Internet Protocol Security |
This section covers tools and procedures that can be used to determine if IPSec is active and to make sure IPSec-secured communication is successful.
This procedure determines if standard, unsecured communication can take place. This allows you to separate network problems from IPSec issues.
ping <IP address>
where <IP address> is the IP address of the computer with which you are trying to communicate.
You should receive four replies to the ping. This verifies that you can communicate with your partner. Note that if you are using the default policies, unmodified, ping will not be blocked by IPSec. However, if you have created custom policies and have not exempted the ICMP protocol used by Ping, it may erroneously fail.

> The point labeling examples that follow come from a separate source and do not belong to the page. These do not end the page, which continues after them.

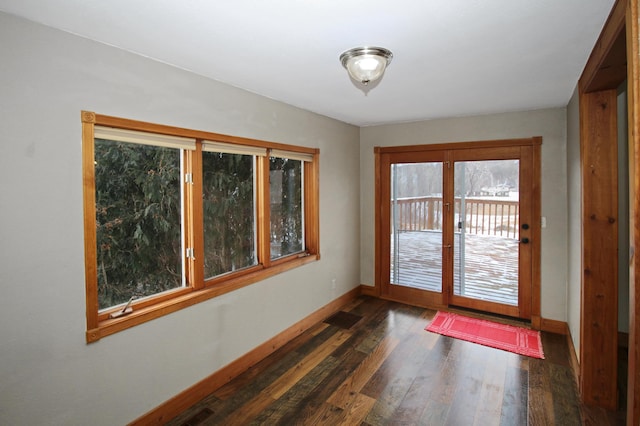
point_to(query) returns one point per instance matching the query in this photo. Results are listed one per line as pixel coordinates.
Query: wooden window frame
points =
(197, 289)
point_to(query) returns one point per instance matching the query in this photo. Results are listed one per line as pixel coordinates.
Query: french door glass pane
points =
(416, 225)
(486, 234)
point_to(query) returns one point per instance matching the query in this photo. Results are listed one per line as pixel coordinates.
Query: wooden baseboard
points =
(554, 326)
(185, 399)
(368, 290)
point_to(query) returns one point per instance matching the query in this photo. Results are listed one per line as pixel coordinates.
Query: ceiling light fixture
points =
(366, 64)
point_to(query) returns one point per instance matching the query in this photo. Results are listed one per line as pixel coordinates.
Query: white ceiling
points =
(451, 57)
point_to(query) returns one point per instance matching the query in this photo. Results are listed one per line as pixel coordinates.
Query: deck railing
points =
(484, 216)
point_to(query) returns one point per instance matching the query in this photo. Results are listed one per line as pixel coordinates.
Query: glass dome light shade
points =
(366, 64)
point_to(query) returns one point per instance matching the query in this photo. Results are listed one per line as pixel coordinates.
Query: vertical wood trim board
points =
(633, 96)
(599, 298)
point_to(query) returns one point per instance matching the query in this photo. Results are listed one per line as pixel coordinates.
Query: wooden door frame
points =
(614, 57)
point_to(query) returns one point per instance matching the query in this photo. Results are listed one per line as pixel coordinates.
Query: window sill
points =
(139, 316)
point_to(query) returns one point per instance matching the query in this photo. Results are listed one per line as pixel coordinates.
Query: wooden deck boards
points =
(491, 265)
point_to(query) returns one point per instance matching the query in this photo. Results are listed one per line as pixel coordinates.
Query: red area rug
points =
(518, 340)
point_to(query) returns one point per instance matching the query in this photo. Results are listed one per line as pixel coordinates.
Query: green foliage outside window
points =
(286, 206)
(138, 212)
(229, 213)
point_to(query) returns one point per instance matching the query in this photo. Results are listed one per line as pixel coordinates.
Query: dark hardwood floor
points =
(375, 365)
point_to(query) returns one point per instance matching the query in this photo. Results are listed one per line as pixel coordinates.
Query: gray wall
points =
(548, 123)
(48, 374)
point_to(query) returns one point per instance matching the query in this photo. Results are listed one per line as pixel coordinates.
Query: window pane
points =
(138, 217)
(286, 207)
(229, 212)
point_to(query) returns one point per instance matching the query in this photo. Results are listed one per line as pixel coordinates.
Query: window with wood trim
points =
(175, 216)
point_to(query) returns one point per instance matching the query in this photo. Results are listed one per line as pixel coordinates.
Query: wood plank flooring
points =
(384, 369)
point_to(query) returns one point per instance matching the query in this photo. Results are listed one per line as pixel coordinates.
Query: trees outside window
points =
(172, 218)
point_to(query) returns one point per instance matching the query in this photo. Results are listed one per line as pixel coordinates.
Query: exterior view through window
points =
(138, 220)
(176, 216)
(286, 206)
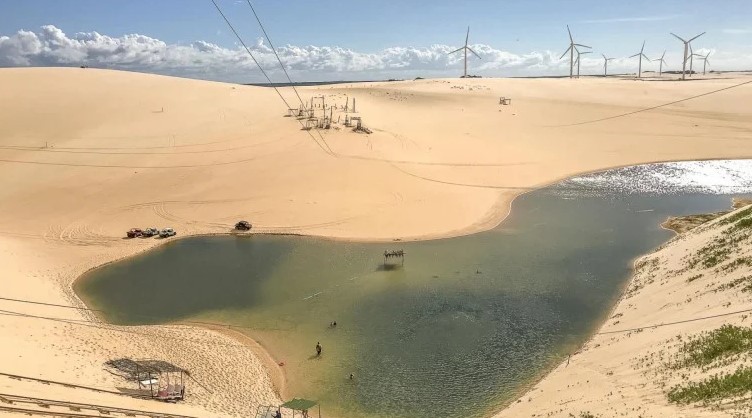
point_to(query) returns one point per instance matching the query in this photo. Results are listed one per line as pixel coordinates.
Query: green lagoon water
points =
(457, 332)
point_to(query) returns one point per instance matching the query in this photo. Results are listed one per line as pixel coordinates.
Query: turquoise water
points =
(458, 331)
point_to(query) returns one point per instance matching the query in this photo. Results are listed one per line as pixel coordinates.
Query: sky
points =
(326, 40)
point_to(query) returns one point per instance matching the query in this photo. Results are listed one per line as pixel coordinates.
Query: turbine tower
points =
(686, 49)
(605, 65)
(662, 61)
(465, 48)
(572, 49)
(578, 61)
(704, 62)
(640, 54)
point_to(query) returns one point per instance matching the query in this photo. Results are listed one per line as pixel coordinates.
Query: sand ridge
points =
(86, 154)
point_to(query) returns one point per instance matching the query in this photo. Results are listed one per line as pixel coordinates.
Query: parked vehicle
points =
(243, 226)
(150, 232)
(167, 232)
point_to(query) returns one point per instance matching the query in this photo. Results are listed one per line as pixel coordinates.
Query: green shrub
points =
(714, 388)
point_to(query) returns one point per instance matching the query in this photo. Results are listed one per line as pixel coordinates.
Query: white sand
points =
(87, 154)
(622, 374)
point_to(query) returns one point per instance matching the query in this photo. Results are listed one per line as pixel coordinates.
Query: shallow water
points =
(457, 331)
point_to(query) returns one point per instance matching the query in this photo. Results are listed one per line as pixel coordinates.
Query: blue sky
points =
(512, 31)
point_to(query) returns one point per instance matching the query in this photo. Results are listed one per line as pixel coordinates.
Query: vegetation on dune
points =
(737, 216)
(720, 343)
(743, 283)
(720, 386)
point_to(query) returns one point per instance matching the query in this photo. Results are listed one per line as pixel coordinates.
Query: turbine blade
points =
(562, 55)
(696, 37)
(677, 37)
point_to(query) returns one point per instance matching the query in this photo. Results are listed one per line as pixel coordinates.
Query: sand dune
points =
(628, 373)
(87, 154)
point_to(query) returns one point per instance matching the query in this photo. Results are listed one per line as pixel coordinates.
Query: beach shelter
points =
(300, 405)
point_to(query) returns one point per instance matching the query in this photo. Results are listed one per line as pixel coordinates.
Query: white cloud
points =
(633, 19)
(737, 31)
(50, 46)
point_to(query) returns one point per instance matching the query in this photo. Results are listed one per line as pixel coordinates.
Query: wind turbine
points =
(578, 61)
(692, 56)
(705, 62)
(686, 48)
(662, 61)
(465, 48)
(605, 65)
(640, 54)
(572, 49)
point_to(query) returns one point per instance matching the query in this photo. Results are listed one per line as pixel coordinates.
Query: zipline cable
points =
(271, 45)
(282, 65)
(325, 148)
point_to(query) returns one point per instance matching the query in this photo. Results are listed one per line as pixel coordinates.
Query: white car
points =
(167, 232)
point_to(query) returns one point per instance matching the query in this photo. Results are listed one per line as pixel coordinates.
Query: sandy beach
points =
(87, 154)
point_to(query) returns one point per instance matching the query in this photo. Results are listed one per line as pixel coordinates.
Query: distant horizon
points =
(190, 38)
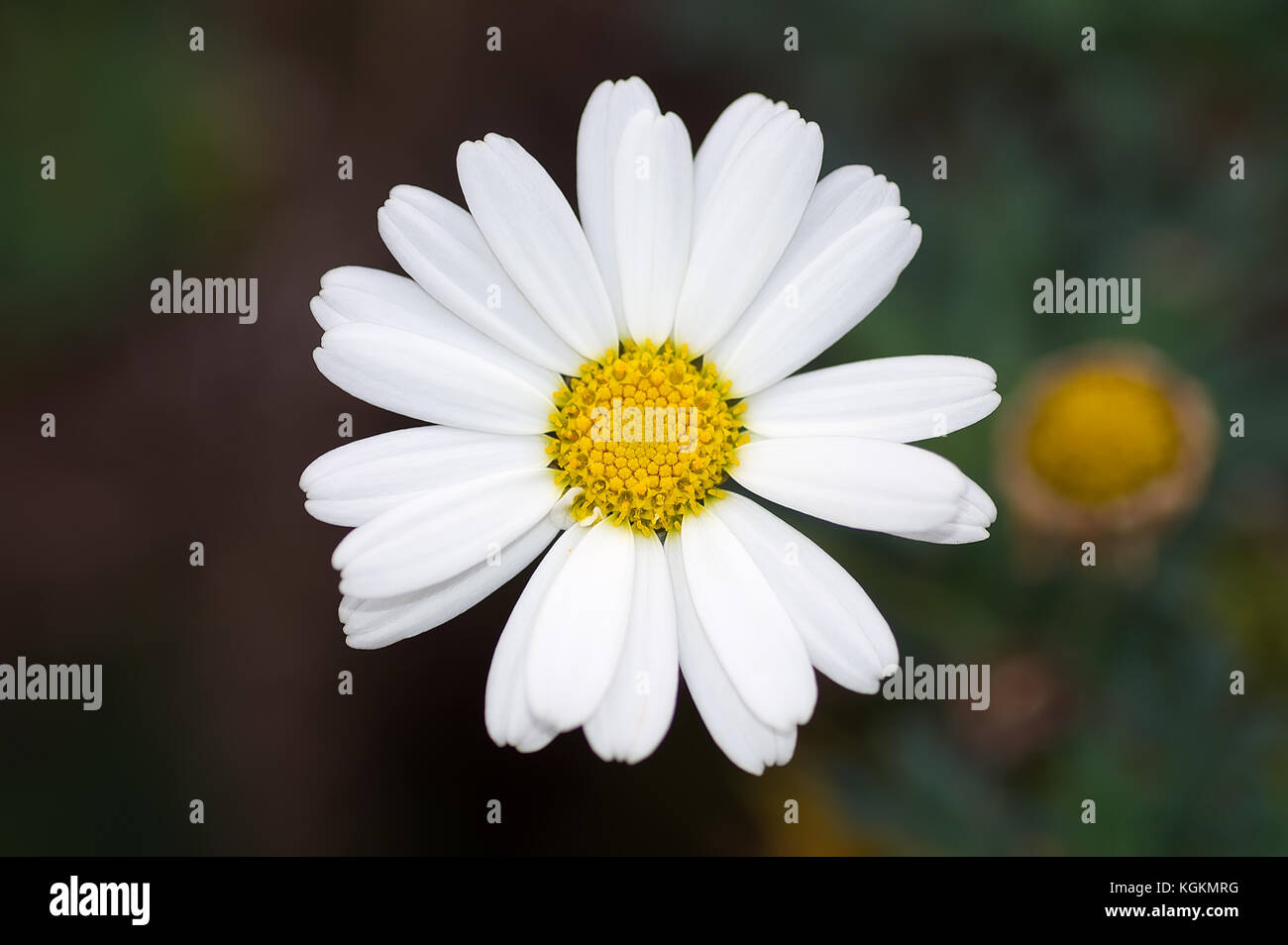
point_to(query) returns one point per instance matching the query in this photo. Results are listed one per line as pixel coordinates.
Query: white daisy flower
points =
(595, 383)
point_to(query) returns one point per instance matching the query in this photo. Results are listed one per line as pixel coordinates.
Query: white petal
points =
(436, 381)
(357, 293)
(441, 246)
(653, 187)
(814, 299)
(975, 512)
(862, 483)
(436, 536)
(746, 625)
(732, 130)
(533, 232)
(745, 739)
(580, 628)
(373, 622)
(505, 703)
(901, 399)
(362, 479)
(845, 635)
(638, 708)
(610, 106)
(747, 220)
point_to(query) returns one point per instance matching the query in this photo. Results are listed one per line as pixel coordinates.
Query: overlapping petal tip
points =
(438, 244)
(902, 399)
(608, 111)
(387, 343)
(844, 259)
(975, 512)
(751, 187)
(442, 532)
(738, 252)
(374, 622)
(352, 484)
(533, 233)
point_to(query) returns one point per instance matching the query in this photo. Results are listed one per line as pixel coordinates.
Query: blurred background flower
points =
(220, 682)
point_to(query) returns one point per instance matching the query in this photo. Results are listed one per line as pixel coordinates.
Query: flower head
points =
(596, 383)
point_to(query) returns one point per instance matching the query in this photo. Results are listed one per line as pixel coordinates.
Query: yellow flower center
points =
(647, 434)
(1102, 435)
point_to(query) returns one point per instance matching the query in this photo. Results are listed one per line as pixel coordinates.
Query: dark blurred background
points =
(220, 682)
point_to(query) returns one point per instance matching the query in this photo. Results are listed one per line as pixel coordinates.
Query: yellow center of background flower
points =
(647, 435)
(1102, 435)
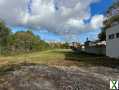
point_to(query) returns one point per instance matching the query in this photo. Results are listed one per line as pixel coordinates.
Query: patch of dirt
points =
(43, 77)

If you do not receive a response from the ping command, see "TCP/IP Troubleshooting" in this book for more information about determining the problem.
You can use the following procedures to verify that the assigned policy is active.
ipsecmon <computername>
When IPSec Monitor opens, you will see a message in the lower-right corner indicating whether IPSec is enabled on the computer. For IPSec to be enabled, a policy must be assigned. However, no policies are listed in the IPSec Monitor Security Association list unless an SA with another computer is currently active.
The IPSec Policy Agent makes entries to the System Log to indicate the source of its policy. It also indicates the polling interval as specified by the active policy for checking for policy changes in the Active Directory. Administrators who edit the active IPSec policy on the local computer cause the changes to take effect immediately.
You can also see whether the computer is using local policy or policy from the Active Directory by viewing the Event Log. Specifically, examine the System Log informational entry by the IPSec Policy Agent.
By displaying the properties for Internet Protocol (TCP/IP), you can see the active IPSec policy. If the computer is running local IPSec policy, the name is displayed in an editable form. If the computer is running policy assigned through the Active Directory Group Policy, the name and dialog is displayed as grayed out, and is not editable. See Windows 2000 Help for instructions on displaying TCP/IP properties.